DCMU-inducible AKIN10 represses EIN3-dependent gene expression. (a,b) DIN6 promoter (DIN6p) and EBS element (EBSp) activities were measured with expression of AKIN10 (a) or EIN3 (b) as well as in the presence of DCMU. (c,d) DIN6p (c) and EBSp (d) activities were measured in combination of active or inactive forms of AKIN10 with and without EIN3. (e) EIN3 protein level was measured as EIN3-fLUC activity with gradient expression of AKIN10 in ein3-1 protoplasts. The fLUC activity was used as a cellular response control. (f) EIN3 protein level was measured as EIN3-fLUC activity in the presence of DCMU in ein3-1 protoplasts. The rLUC activity served as control. All protoplast experiments were repeated three times with consistent results. The means of at least three replicates are shown with standard-error bars. ***P < 0.001, **P < 0.01, and *P < 0.05. (g,h) Protein levels of EIN3-GFP (g) and SAP3-GFP (h) were determined in Arabidopsis protoplasts in the absence and presence of DCMU by protein blot analysis using anti-GFP antibody.
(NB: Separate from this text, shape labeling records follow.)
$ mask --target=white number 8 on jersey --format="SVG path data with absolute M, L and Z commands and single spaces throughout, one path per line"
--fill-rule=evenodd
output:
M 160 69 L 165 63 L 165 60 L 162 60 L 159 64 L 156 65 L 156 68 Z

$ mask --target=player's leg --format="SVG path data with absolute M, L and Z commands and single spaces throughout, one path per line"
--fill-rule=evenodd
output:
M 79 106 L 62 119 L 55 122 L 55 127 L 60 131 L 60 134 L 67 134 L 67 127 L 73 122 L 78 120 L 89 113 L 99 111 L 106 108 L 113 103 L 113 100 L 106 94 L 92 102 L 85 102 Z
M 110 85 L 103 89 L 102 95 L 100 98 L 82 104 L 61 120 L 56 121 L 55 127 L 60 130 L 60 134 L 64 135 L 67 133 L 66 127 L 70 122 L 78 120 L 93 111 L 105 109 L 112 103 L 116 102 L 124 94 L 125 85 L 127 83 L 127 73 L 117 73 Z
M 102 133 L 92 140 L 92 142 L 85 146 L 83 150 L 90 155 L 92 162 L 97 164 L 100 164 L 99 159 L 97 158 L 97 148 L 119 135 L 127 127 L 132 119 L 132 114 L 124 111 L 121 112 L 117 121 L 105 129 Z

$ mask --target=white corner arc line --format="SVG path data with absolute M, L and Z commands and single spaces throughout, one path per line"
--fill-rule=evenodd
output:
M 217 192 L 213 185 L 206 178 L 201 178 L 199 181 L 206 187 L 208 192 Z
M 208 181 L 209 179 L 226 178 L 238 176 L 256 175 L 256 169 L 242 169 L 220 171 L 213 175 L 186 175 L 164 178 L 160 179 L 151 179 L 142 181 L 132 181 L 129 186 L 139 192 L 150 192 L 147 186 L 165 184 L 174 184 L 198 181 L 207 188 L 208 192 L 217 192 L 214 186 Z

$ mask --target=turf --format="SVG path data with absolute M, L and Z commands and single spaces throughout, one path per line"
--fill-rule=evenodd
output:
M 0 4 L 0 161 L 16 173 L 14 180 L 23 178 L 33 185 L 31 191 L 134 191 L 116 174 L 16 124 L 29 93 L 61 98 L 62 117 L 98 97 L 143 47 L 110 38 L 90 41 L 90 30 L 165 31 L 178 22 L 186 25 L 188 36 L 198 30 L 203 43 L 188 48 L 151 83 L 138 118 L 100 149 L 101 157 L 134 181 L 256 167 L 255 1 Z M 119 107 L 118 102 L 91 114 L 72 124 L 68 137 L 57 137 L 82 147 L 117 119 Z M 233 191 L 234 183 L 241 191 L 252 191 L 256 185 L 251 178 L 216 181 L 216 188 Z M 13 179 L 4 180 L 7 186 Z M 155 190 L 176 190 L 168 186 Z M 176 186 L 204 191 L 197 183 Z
All experiments were repeated with consistent results.

Figure 3

RNA sequencing-based analysis of differentially expressed genes (DEG) by EIN3 and AKIN10. (a,b) Comparative analysis of DEG up-regulated by EIN3 and down-regulated by AKIN10 (a) and those down-regulated by EIN3 and up-regulated by AKIN10 (b). (c,d) Expression of genes up-regulated by EIN3 and down-regulated by AKIN10 (c) and those down-regulated by EIN3 and up-regulated by AKIN10 (d) were measured using Arabidopsis protoplasts in combination of EIN3 and AKIN10 using RT-qPCR. (e,f) Comparative analysis of DEG up-regulated by both EIN3 and AKIN10 (e) and those down-regulated by both EIN3 and AKIN10 (f). (g) Meta-analysis of DEG up-regulated by both EIN3 and AKIN10 with those by hypoxia. (h) Expression of genes up-regulated by both EIN3 and AKIN10 was measured in combination of EIN3 and AKIN10 using RT-qPCR. (c,d,h) Values are means of triplicates with standard error bars (*p < 0.001; **p < 0.01; ***p < 0.05). All experiments were repeated with consistent results.

Figure 4

An AKIN10 elicitor DCMU delays EIN3-dependent ethylene inducible leaf senescence. (a,b) Anthocyanin accumulation was observed (a) and measured (b) in detached mature leaves in combination of sucrose and DCMU under light (n = 25). (c,d) Leaf degreening (c) was monitored and chlorophyll contents (d) were measured with detached mature leaves in combination of ACC and DCMU under darkness (n = 25). Values are means of triplicates with standard error bars (*p < 0.001; **p < 0.01; ***p < 0.05). (e) Expression of marker genes for senescence and ethylene signaling was monitored using quantitative RT-qPCR. EIF4a served as a control. (f) Leaf degreening was observed for Col-0, ethylene insensitive ein3-1 and ethylene oversensitive EIN3-expressing transgenic lines (EIN3) in the absence and presence of DCMU. (g) Fluorescence signals were observed in root tips of EIN3-GFP expressing transgenic Col-0 in the presence of ACC and/or DCMU under confocal microscopy. (h) Fluorescence signals were observed in root tips of transgenic lines expressing EIN3-GFP and AKIN10 ^WT or AKIN10 ^IN in the presence of ACC under confocal microscopy. All experiments were repeated with consistent results. Representative results were shown.

Figure 5

AKIN10 activity negatively modulates dark inducible leaf senescence. (a,b) Dark-inducible leaf degreening (a) was observed and chlorophyll contents (b) were measured for Col-0, ein3-1, transgenic Col-0 expressing EIN3, AKIN10 ^WT, or AKIN10 ^IN and transgenic ein3-1 expressing AKIN10 ^WT or AKIN10 ^IN. Values were means of triplicates with standard errors (n = 5). Experiments were repeated with consistent results. (c,d) Expression of marker genes for early (NAC2) (c) and late (SAG12) (d) senescence responses was monitored using quantitative RT-qPCR. Values were means of triplicates with standard-error bars.